The right way to measure SMP performance is to take a large set of positions, and search with 1, 2, 4, ..., N processors, and measure the time required to reach a specific depth for each position.
A _much_ less accurate way is to play a one cpu program against a bunch of opponents, then keep everything the same but use two cpus for that program and see if it performs better. It is much less accurate because the variance/randomness in a basic game of chess is extremely high. And when you factor in the randomness produced by a parallel search, it goes even higher. You need thousands of games (at a bare minimum) to get a reasonable estimate on improvement. Most can't pull that off.
You assume that depth means the same with 1 processor and more processors.
It is not obvious.
For example it may be possible that the program does less late move reductions with more processors.
Uri
I don't see why. But if you search the _same_ depth, why would there be any difference with respect to number of processors used? That gives an accurate SMP speedup number. Which is a different number than what you get if you try the same program against the same opponents, but you vary the number of processors. now, rather than measuring exact speedup, you are measuring the effect of searching faster with respect to Elo improvement. Which is also an interesting number, but is independent of the parallel speedup as it is generally defined.

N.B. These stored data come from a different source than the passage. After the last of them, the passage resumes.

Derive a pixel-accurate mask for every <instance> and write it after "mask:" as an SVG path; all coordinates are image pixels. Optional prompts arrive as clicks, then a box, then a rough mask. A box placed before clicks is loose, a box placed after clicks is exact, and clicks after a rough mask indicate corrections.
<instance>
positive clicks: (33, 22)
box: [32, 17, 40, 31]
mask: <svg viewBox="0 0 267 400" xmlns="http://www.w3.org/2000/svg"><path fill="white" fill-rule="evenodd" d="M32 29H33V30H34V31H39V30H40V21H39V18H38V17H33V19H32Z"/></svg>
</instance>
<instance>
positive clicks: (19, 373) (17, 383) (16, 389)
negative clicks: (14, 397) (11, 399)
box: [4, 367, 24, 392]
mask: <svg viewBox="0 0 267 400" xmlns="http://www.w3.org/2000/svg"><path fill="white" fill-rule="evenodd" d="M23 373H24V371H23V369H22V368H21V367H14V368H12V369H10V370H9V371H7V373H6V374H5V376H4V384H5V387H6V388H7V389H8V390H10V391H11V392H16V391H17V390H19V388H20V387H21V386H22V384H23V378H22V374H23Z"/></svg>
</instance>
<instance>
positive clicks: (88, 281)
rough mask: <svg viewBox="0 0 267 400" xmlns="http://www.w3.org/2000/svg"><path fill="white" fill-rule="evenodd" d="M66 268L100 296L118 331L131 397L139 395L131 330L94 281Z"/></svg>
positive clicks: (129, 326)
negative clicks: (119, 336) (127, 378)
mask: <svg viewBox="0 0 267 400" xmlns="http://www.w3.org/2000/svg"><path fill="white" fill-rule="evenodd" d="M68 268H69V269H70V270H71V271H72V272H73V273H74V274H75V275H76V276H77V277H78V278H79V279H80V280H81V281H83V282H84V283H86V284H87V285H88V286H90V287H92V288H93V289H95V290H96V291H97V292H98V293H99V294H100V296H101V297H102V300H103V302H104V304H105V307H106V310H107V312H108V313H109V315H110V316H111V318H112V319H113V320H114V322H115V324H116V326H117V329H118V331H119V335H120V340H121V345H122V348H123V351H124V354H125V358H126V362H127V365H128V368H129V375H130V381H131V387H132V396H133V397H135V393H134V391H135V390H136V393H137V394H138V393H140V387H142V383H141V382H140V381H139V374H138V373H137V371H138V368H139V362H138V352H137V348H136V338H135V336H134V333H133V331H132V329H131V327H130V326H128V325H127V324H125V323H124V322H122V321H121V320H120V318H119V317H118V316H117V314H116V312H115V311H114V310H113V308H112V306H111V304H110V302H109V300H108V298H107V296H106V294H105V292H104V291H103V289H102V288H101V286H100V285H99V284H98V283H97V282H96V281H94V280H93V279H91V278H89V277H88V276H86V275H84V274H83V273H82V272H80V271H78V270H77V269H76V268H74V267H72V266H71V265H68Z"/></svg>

My poiint is that parallel search may change the tree so the same depth may not be equivalent.
if your late move reduction has a rule not to reduce the first 3 moves then with parallel search you may get different moves as the first 3 moves.
Uri
If you implement a parallel algorithm like that, then those of us teaching this stuff would call that "badly flawed".
The first principle of parallelizing something is to ask the question "If I do these "things" in different (or random) order, will it change the result?" If the answer is YES, then we can't do a parallel operation here. If someone implements reductions as you describe, then they have an algorithm flaw that is going to cause problems. Crafty does not behave like this at all. It doesn't consider the first N as non-reducible, rather, it doesn't start reducing until the first few move selection passes are completed to remove the captures, killers, etc, and then it doesn't reduce checks and such. So The same move would not be reduced if I search in one order and be reduced if I search in a different order. To do so would violate an important parallel programming principle.
Now, that said, all parallel chess searches violate the above in a way that can cause an issue here and there, because the pure order the moves are searched in can influence the final result because of the transposition table. This is unsolvable unless the hash table is removed, which is an unreasonable solution, so we just accept the fact that sometimes the search will not return exactly the same value (or best move) if the same search is repeated several times.